1. To understand and critically manifest the comprehensive range of considerations that impact design thinking. 2. To understand and take a critical position on integration as a value system in architecture. 3. To understand architecture as a complex of systems and to explore possible future trajectories. 4. To design with conceptual tools to make value and ethical judgments on the respective roles of different systems in architectural design. 5. To fully explore an architectural concept and develop its architectural manifestation at all scales through a critical and rigorous iterative process. 6. To utilise advanced projective drawing and model making to communicate process and architectural iterations. 7. To utilise digital data, visualisations, and contemporary simulations in 2D, 3D, and 4D mediums in order to make visible the complexities of architecture. 8. To incorporate research methodologies as part of the design process. 9. To communicate architectural ideas in concise and considered verbal, written, and performative presentations utilising a wide range of mediums, and to engage critically in studio and review discussions. 10. To begin to ask, scope and refine an architectural question beyond the answering of a brief. AR3721 ENVIRONMENTAL SYSTEM MODELLING Modular credits: 4

Students will be provided with an understanding of the concepts of active environmental systems (or building services systems) and their spatial requirement in the design process, so that they can apply and integrate them in an architectural context. The course will also contribute to the development of different perspectives through building information modeling, and through teaching students to design from different points of view or to apply different design considerations or systems.

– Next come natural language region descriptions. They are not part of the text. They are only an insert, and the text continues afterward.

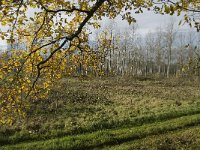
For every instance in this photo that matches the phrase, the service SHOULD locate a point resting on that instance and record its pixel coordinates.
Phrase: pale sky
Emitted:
(148, 21)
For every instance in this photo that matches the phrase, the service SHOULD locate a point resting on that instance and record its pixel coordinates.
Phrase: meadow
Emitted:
(110, 113)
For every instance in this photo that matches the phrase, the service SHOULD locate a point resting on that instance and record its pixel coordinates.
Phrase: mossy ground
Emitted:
(111, 113)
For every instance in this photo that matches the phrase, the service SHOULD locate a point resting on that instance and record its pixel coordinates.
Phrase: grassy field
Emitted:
(111, 113)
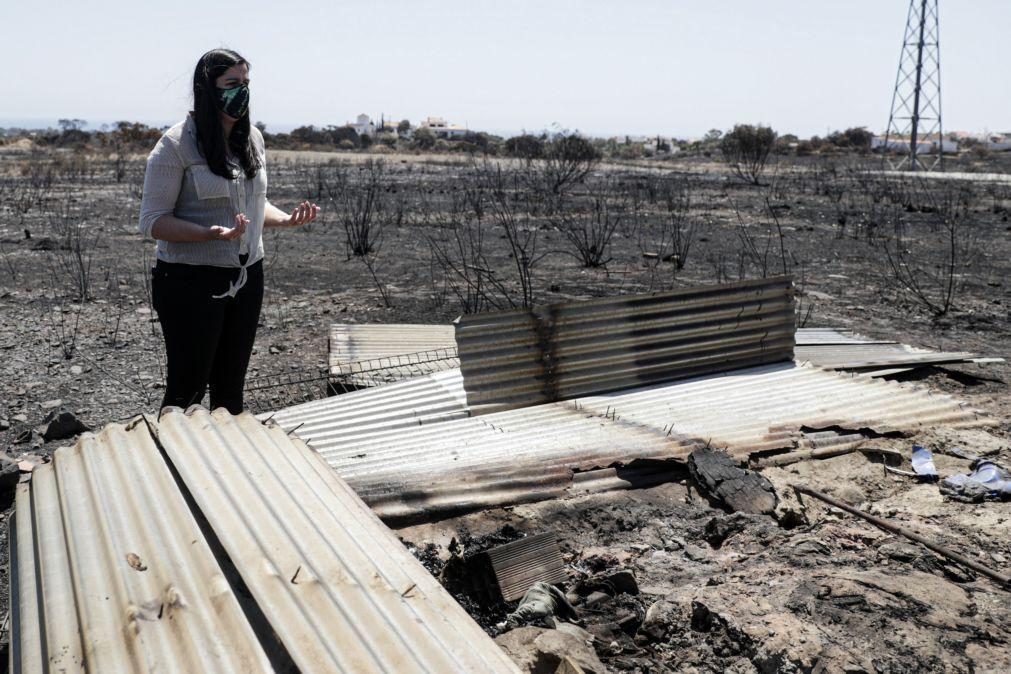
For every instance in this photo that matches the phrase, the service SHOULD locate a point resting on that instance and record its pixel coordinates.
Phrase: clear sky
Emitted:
(603, 67)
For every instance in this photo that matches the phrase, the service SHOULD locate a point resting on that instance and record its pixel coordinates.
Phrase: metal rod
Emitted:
(1003, 579)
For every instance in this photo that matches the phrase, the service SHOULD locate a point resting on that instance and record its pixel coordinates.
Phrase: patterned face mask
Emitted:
(235, 102)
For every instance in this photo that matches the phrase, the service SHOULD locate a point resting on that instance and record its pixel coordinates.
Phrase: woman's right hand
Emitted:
(219, 233)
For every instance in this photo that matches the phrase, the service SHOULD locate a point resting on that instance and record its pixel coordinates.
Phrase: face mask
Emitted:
(234, 102)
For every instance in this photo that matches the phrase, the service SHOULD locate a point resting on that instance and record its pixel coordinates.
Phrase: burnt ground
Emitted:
(833, 593)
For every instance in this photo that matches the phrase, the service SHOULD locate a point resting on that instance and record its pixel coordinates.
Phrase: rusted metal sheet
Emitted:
(110, 572)
(206, 543)
(520, 564)
(526, 357)
(539, 452)
(825, 347)
(372, 355)
(338, 588)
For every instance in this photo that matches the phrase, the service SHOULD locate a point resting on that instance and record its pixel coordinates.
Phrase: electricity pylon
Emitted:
(916, 103)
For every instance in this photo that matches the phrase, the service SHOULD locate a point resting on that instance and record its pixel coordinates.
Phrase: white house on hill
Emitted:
(444, 129)
(364, 125)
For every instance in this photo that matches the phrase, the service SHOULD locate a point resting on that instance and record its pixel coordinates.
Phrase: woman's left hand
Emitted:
(303, 213)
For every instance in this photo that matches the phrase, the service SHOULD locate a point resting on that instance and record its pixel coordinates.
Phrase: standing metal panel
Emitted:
(524, 357)
(112, 573)
(341, 592)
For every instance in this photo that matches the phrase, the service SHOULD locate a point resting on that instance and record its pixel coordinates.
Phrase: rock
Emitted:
(665, 617)
(721, 527)
(900, 552)
(739, 490)
(696, 553)
(540, 651)
(9, 477)
(575, 631)
(63, 423)
(623, 580)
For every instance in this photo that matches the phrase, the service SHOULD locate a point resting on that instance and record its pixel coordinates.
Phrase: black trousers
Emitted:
(207, 341)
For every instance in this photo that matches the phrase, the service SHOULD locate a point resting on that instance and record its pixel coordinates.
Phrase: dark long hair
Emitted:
(208, 124)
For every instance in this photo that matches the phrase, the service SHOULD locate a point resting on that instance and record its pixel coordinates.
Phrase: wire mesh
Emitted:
(273, 391)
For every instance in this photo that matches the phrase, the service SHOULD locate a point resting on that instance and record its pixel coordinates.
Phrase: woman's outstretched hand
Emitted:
(219, 233)
(303, 213)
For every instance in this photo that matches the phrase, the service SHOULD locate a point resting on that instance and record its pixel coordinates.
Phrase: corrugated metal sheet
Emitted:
(534, 453)
(341, 592)
(520, 564)
(826, 347)
(124, 563)
(110, 572)
(523, 357)
(371, 355)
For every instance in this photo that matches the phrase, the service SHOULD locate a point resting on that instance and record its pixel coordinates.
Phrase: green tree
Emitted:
(746, 149)
(425, 138)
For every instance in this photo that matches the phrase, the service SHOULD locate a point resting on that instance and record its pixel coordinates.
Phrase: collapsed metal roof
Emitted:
(845, 350)
(206, 543)
(437, 466)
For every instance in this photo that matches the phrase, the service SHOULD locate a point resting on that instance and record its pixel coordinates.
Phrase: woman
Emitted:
(205, 203)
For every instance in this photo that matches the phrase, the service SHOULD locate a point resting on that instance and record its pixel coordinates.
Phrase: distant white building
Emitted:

Lau Siu Kit, Eddie Patrick Janssen

AR3722 SUSTAINABLE ENVIRONMENTAL SYSTEMS Modular credits: 4

This course will provide students with an understanding of the concepts of environmental systems and their spatial requirements in an architectural context. The increasing need for the integration of building technologies within multidisciplinary projects in a modern construction environment will be addressed. The course first focuses on understanding how basic environmental systems (or building services systems, such as mechanical, electrical, plumbing and drainage) are related to the building programme and broader built environments. Codes of practice, such as fire safety, will also be addressed. Furthermore, renewable energy and water systems in architecture in the green building movement will be discussed. PF1101 FUNDAMENTALS OF PROJECT MANAGEMENT Modular credits: 4

The module covers the fundamental concepts of project management, identifying nine broad project management knowledge areas. Students are given an introduction to theories relating to the management of project scope, time, costs, risks, quality, human resources, communications, and procurement. The overall integration of these eight knowledge areas and the management of externalities as the ninth project management knowledge area is also emphasised.